Joan wanted to kick him. If he hadn't told his sister what he was doing, that was one thing. But to call her and omit a little detail like making the call from seventy feet up in a tree was something else. She was tempted to make him do it himself. How much would be too much to tell Rebecca, stuck in New York as she was? Her bank job didn't allow weekend trips home to visit her family.

“Mom?”

She'd been silent too long. “I'm sorry. Are you ready for a long story?”

“Shoot.”

So Joan leaned back into the sofa and told her, beginning with her own impatience at poor Sylvia when she announced that the tree sit protest took precedence over the orchestra concert.

“Andrew was supporting Sylvia's protest, and when she fell out of the tree, he took her place.”

“She fell? And he's up in a tree? So how did he call me?”
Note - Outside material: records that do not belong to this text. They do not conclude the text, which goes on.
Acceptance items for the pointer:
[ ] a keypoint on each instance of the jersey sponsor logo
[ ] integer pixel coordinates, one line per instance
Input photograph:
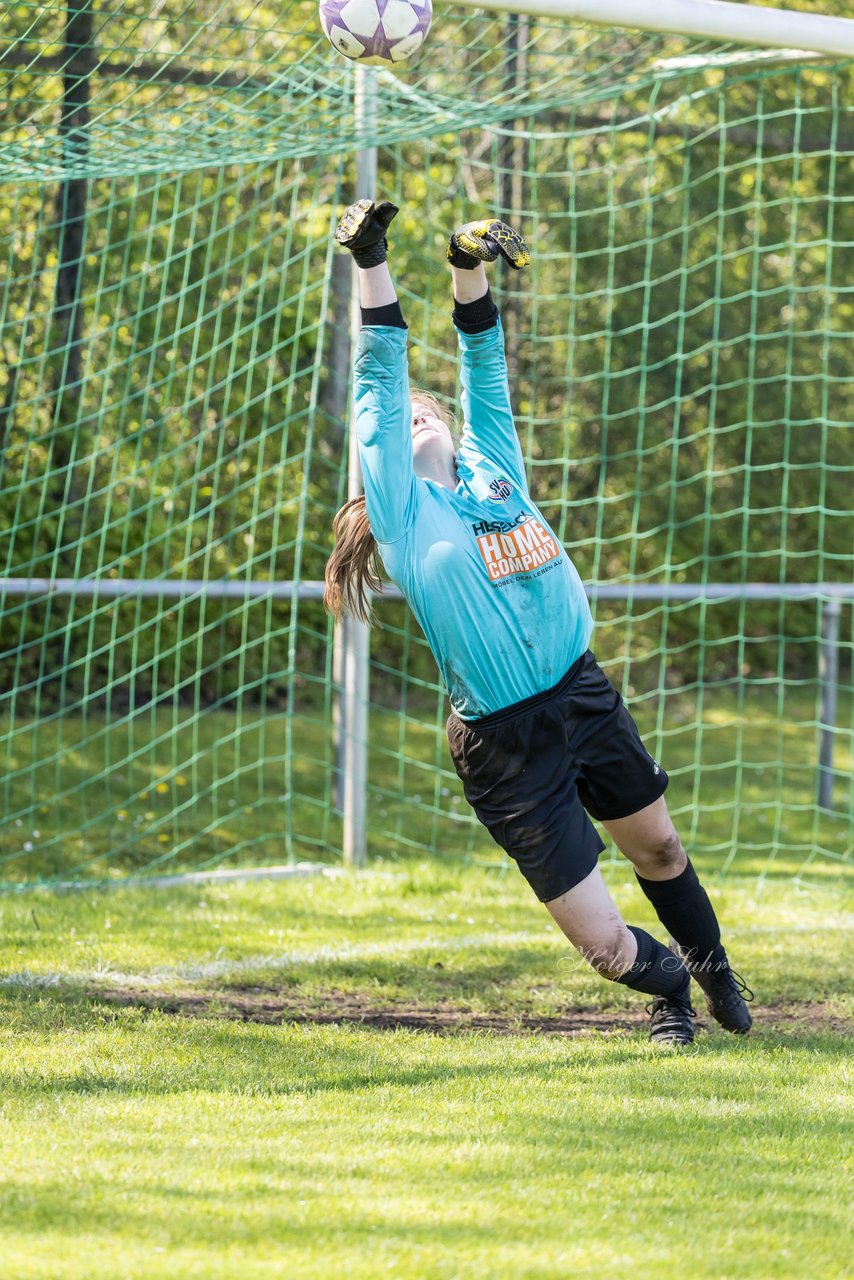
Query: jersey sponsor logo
(519, 551)
(499, 489)
(499, 526)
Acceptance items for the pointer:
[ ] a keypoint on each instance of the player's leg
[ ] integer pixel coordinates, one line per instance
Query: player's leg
(666, 876)
(590, 919)
(520, 782)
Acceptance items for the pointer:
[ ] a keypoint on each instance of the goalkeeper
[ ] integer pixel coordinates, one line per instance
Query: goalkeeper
(539, 737)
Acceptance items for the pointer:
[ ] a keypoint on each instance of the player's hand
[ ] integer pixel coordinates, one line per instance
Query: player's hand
(362, 231)
(483, 242)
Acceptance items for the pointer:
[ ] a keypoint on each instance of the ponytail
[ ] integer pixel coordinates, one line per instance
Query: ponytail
(354, 567)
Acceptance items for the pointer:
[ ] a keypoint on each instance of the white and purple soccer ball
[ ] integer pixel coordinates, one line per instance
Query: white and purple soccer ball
(377, 31)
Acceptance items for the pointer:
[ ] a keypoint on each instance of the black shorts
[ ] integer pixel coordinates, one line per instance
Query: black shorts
(530, 771)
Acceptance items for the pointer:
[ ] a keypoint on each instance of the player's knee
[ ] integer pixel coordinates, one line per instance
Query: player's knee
(610, 955)
(663, 855)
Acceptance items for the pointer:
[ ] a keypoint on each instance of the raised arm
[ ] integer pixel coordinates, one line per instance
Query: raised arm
(380, 378)
(488, 417)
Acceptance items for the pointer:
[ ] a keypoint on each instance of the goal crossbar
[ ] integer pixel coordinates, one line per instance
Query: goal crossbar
(713, 19)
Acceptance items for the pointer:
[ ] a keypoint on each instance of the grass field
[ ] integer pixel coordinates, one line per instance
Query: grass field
(405, 1072)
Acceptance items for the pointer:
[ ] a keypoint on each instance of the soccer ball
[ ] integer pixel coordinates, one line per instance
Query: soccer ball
(377, 31)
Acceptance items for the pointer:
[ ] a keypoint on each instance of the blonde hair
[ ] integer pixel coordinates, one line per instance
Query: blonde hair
(354, 570)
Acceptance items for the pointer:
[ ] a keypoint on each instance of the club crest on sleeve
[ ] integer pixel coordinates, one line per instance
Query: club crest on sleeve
(499, 489)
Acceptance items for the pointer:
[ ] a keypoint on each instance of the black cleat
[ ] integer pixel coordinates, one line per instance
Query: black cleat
(726, 991)
(671, 1019)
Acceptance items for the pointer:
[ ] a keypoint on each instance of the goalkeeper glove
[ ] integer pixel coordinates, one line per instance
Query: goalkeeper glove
(483, 242)
(362, 231)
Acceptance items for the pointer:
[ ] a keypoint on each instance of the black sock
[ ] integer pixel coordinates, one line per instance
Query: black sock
(475, 316)
(683, 906)
(656, 969)
(388, 315)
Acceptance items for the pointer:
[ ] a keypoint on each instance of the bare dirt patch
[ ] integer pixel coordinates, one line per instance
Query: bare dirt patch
(330, 1008)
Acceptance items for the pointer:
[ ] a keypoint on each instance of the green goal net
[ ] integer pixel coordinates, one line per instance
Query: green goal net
(174, 344)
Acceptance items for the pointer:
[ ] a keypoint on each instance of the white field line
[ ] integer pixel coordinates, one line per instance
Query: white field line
(261, 963)
(223, 968)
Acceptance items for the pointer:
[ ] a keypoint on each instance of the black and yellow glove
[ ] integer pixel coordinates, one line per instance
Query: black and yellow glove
(483, 242)
(362, 231)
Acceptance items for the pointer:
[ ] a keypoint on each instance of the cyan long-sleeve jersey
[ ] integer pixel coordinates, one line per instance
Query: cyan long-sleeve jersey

“Cell phone. It's the only way the rest of us can talk to him.”

“Where is this tree, anyhow? And why can't you just go there?”

“Just inside Oliver. Andrew can see outside the town from his platform up there. But he's technically in town, which means that Fred is involved in anything that happens there. We can go there, of course, but without the phones we'd all have to scream. Most of the time the connection's pretty good, and we can swap batteries and recharge them for him. The people who were supporting Sylvia help him, too.” Rebecca was going to think she knew who those people were, but Rebecca didn't need to know everything.

“How high is he, anyway?”

“About seventy feet.”

“That's a seven-story building! How did his friend survive a fall like that?”

Joan hesitated, but she couldn't lie to Rebecca. “She didn't. She was still alive when the ambulance came, but she died in the hospital.”

“You know all that because of the orchestra or Fred or what?”

“I was there. With Andrew. We saw her fall.”

“Oh, Mom! I'm so sorry. And now Andrew's up there.”

“Yes.”

“You must be scared stiff.”

“Yes.” You don't know the half of it.

“I'm going to call him right now and tell him he ought to come down. He doesn't have the right to worry you like that! Or me!”